Mein Onkel hat ein Glausauge

Die besten Kritiken vom Tage. Wochentags um 9 Uhr, sonnabends um 10 Uhr.
05.04.2016. Die NZZ drückt uns mit Lucia Berlins Erzählungen eine raue Drachenschuppe in die Hand. Die SZ beschwört die betörende Schönheit von Itzhak Perlmans Geigenklang. Die Welt bewundert den Mut zum fiesen Klang in der "Macbeth"-Inszenierung von Barrie Kosky und Teodor Currentzis. Der Guardian berichtet, wie säuerlich China auf den Peking-kritischen Film "Ten Years" regaiert, der beim Hongkong Film Festival den Hauptpreis gewann.
9punkt - Die Debattenrundschau vom 05.04.2016 finden Sie hier

Bühne




Mut zur Finsternis: Macbeth am Opernhaus Zürich

So aufregend und explosiv hört man Verdi nicht mal in Italien, freut sich Christian Wildhagen in der NZZ über die Zürcher "Macbeth"-Inszenierung von Barrie Kosky und Teodor Currentzis: "'Äußerst dunkel' wünschte sich Verdi die Bühne für seinen 'Macbeth'; nachtschwarz bis zur Finsternis ist sie bei Kosky und Grünberg.Wie schärft sich plötzlich der Blick auf die Figuren!

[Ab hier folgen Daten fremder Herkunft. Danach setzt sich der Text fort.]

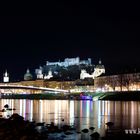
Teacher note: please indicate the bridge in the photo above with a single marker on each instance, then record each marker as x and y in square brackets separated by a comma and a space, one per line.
[10, 88]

Macbeth und die Lady - bei Kosky ist dies alles andere als ein auf masochistische Unterwerfung und Hörigkeit gegründeter Zweckbund; nämlich eine geradezu symbiotisch enge Liebesbeziehung, in der sich die Partner gegenseitig immer weiter in die Verblendung treiben." Auch Manuel Brug ist in der Welt überwältigt vom "Mut zur Hässlichkeit, zum aufgerauten, fiesen Klang": "Diesen Minimalismus des Negativen muss man können."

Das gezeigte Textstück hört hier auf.